Energies and wave functions for a soft-core Coulomb potential

TL;DR

This paper analytically and numerically investigates the properties of a family of soft-core Coulomb potentials, deriving eigenvalues, wave functions, and density concavity, with implications for laser-atom interactions.

Contribution

It provides new analytical solutions for specific cases, applies the potential envelope method for estimates, and proves density concavity for a broad class of potentials.

Findings

Eigenvalues and wave functions are derived analytically for q=1.

Monotonic behavior of potentials and eigenvalues with respect to parameters is shown.

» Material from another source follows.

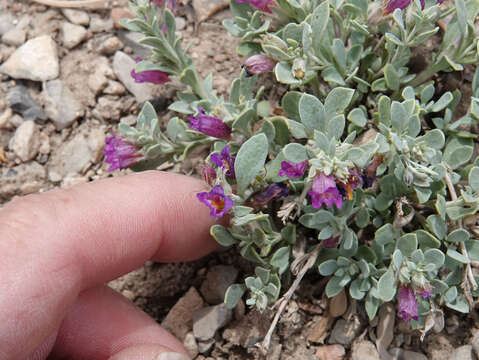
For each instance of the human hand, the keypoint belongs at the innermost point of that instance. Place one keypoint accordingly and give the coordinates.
(59, 248)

Conjecture on state crossing conditions based on numerical analysis.

Abstract

For the family of model soft Coulomb potentials represented by V(r) = -\frac{Z}{(r^q+\beta^q)^{\frac{1}{q}}}, with the parameters Z>0, \beta>0, q \ge 1, it is shown analytically that the potentials and eigenvalues, E_{\nu\ell}, are monotonic in each parameter. The potential envelope method is applied to obtain approximate analytic estimates in terms of the known exact spectra for pure power potentials. For the case q =1, the Asymptotic Iteration Method is used to find exact analytic results for the eigenvalues E_{\nu\ell} and corresponding wave functions, expressed in terms of Z and \beta. A proof is presented establishing the general concavity of the scaled electron density near the nucleus resulting from the truncated potentials for all q. Based on an analysis of extensive numerical calculations, it is conjectured that the crossing between the pair of states [(\nu,\ell),(\nu',\ell')], is given by the condition \nu'\geq (\nu+1) and \ell' \geq (\ell+3). The significance of these results for the interaction of an intense laser field with an atom is pointed out. Differences in the observed level-crossing effects between the soft potentials and the hydrogen atom confined inside an impenetrable sphere are discussed.